Remember the observation about the vocabulary growth of social media? This is a hallmark example of data with continuously increasing dimensionality. Thus, not only do you need to worry about the processing cost when dealing with such data, but you also need to worry about your representation collapsing into semantic singularity. And to make matters even worse, it has been shown that certain types of dimensionality reduction and approximate nearest neighbor search techniques can further aggravate the problem of distance concentration.

If we operate in high dimensions with vast and vastly growing data sets streaming in, we should take this problem seriously.

In the case of Ethersource, we use hyperdimensional computing to ensure that the representation remains unaffected by the size of the data. This means that Ethersource is not at risk of distance concentration due to increasing dimensionality of the representation per se. However, as the attentive reader would no doubt be wondering, what about the growth of the intrinsic dimensionality? Is there no risk of a hyperdimensional representation getting “saturated”? That is, how can we be sure that there will always be enough room, locally, in the fixed-size hyperdimensional representation when there is a continuous inflow of data?

This would be a tangible problem if we were faced with data of high intrinsic dimensionalities. In such cases, the local neighbourhood of a data point can become saturated with new neighbours, thus rendering the notion of vicinity meaningless, and thereby collapsing into semantic singularity. However, Ethersource operates on a very special type of data, which has comparatively low intrinsic dimensionality (Karlgren et al. 2008).

Thus, exit the problem of distance concentration in Ethersource.

And anyway, as someone so wisely said, “forgetting is the key to a healthy mind”, and we certainly want Ethersource to stay healthy.

To end this rather technical post, we include an illustrative example of how similarities behave when adding more data in Ethersource.
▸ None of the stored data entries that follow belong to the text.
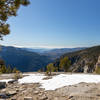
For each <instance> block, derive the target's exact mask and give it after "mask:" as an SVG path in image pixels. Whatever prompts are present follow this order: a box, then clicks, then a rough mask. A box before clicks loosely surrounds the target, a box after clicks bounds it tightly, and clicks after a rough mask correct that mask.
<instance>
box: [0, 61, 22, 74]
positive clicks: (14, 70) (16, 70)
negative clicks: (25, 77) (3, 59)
mask: <svg viewBox="0 0 100 100" xmlns="http://www.w3.org/2000/svg"><path fill="white" fill-rule="evenodd" d="M16 72H20V71H19V70H17V69H16V67H14V68H11V67H10V65H9V66H6V65H5V63H4V61H3V60H0V73H1V74H3V73H16Z"/></svg>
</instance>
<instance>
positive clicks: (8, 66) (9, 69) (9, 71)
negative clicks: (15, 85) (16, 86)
mask: <svg viewBox="0 0 100 100" xmlns="http://www.w3.org/2000/svg"><path fill="white" fill-rule="evenodd" d="M6 73H12V69H11V67H10V65H9V66H8V68H7V70H6Z"/></svg>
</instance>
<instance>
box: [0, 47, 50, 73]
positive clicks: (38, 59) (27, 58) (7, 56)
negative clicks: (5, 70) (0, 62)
mask: <svg viewBox="0 0 100 100" xmlns="http://www.w3.org/2000/svg"><path fill="white" fill-rule="evenodd" d="M0 57H1V58H2V59H3V60H4V61H5V63H6V65H10V66H11V67H16V68H17V69H18V70H20V71H22V72H28V71H38V70H39V69H41V68H43V67H45V66H46V65H47V64H48V63H50V62H51V59H49V58H48V57H46V56H42V55H39V54H38V53H35V52H29V51H26V50H22V49H20V48H15V47H5V46H2V47H1V51H0Z"/></svg>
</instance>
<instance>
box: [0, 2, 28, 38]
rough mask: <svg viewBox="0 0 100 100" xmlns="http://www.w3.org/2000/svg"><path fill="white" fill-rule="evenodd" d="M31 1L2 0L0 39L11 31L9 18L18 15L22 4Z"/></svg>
mask: <svg viewBox="0 0 100 100" xmlns="http://www.w3.org/2000/svg"><path fill="white" fill-rule="evenodd" d="M29 3H30V2H29V0H0V39H2V37H3V36H4V35H7V34H9V33H10V29H9V24H7V20H8V18H9V17H11V16H16V15H17V11H18V9H19V8H20V6H21V5H24V6H27V5H28V4H29Z"/></svg>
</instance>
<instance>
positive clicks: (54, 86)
mask: <svg viewBox="0 0 100 100" xmlns="http://www.w3.org/2000/svg"><path fill="white" fill-rule="evenodd" d="M45 77H46V76H45V75H43V74H30V75H29V76H26V77H24V78H22V79H19V83H40V84H41V87H40V88H45V90H55V89H58V88H61V87H64V86H68V85H75V84H78V83H81V82H86V83H99V82H100V75H89V74H60V75H56V76H53V78H52V79H48V80H43V78H45Z"/></svg>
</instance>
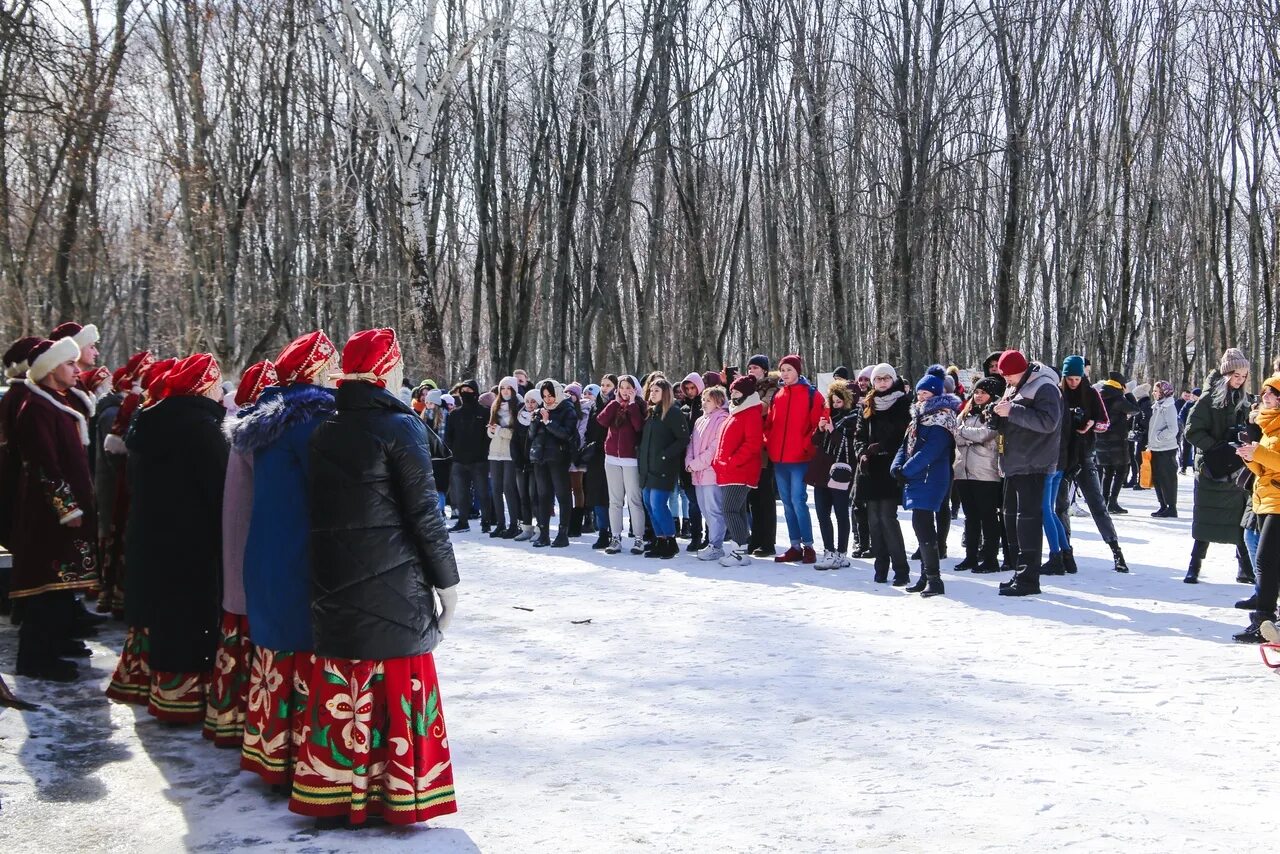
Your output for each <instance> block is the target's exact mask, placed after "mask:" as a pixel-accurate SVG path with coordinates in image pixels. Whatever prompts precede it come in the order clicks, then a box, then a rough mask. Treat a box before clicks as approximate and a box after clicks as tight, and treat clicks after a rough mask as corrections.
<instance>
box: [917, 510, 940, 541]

The following graph shows how the pairwise similarities between semantically related and semantically unrelated words remain stable as we add more data (in this case, up to some 2 billion words).

This is exactly how we want the model to behave; related words stay related, while unrelated words stay unrelated. It would definitely not be a good thing if we saw an increase in similarity between the unrelated words as we add more data, merely as an effect of adding more data. What could happen though is that two previously unrelated words suddenly become similar as an effect of new language use. This, however, is perfectly in order, since we want the similarities to reflect actual usage patterns rather than presumed ones. The fluctuations in the graph correspond to such fluctuations in language use.

References

Kevin Beyer, Jonathan Goldstein, Raghu Ramakrishnan and Uri Shaft (1999) When Is “Nearest Neighbor” Meaningful? Proceedings of the 7th International Conference on Database Theory, 1999.

Ata Kabán (2011) On the distance concentration awareness of certain data reduction techniques. Pattern Recognition, 44 (2): 265-277.

Pentti Kanerva (2009) Hyperdimensional Computing: An introduction to computing in distributed representation with high-dimensional random vectors. Cognitive Computation, 1(2): 139-159.

Jussi Karlgren, Anders Holst and Magnus Sahlgren (2008) Filaments of Meaning in Word Space. Proceedings of the 30th European Conference on Information Retrieval, 2008.